I formulate this setting as risk-aware compound-library compression.
Given a molecular library and a fixed Top-k budget, the goal is to return an enriched candidate subset while preserving uncertainty, applicability-domain evidence, ADMET/structural alerts, and audit fields needed for human review.
The framework intentionally uses a transparent 2D activity proxy rather than a complex representation model, combining Morgan fingerprints, RDKit descriptors, a multilayer perceptron, split-conformal uncertainty intervals, leakage auditing, and auditable export.

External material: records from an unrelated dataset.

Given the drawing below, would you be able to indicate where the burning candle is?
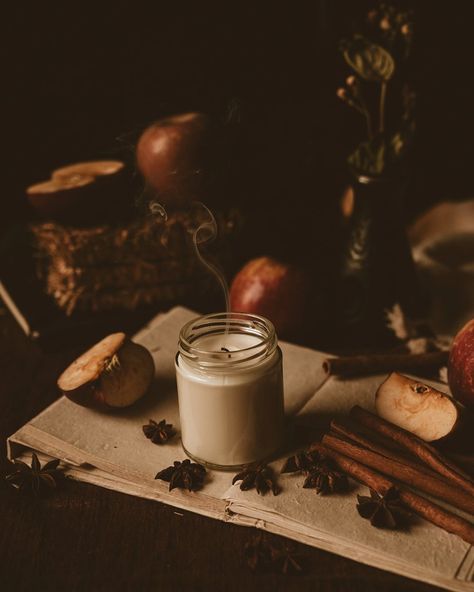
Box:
[176,313,284,468]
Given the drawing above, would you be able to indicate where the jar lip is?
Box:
[179,312,278,367]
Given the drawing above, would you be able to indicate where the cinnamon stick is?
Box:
[351,405,474,497]
[323,351,449,378]
[322,434,474,514]
[330,419,448,479]
[312,444,474,545]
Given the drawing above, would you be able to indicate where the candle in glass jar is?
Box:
[176,313,284,468]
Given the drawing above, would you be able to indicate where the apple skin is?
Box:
[448,319,474,409]
[136,113,210,205]
[230,257,308,337]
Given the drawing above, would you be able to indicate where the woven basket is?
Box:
[32,211,239,315]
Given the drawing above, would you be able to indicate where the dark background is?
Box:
[2,0,474,238]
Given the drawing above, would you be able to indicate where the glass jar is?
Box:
[176,313,284,469]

On ChEMBL 36, the model achieved Spearman 0.7674 and EF@1% 2.7331 on internal validation, and Spearman 0.5171 with EF@1% 2.4359 on a temporal holdout.
After fold-0 training-overlap control, a scaffold-disjoint BACE subset retained ROC AUC 0.7626 and EF@1% 2.0253.
In a strict 100-molecule BACE decision-layer replay, risk-aware ordering kept Hit@10 at 0.9000 while exposing review evidence that pure activity sorting omits.
An EGFR/CHEMBL203 label-hidden operational replay supports workflow feasibility but is reported as same-source sensitivity analysis rather than independent external validation.
The claim is bounded: the evidence supports risk-aware library compression as an upstream prioritization layer, while prospective blinded validation remains necessary before claiming project-specific hit-rate or cost improvements.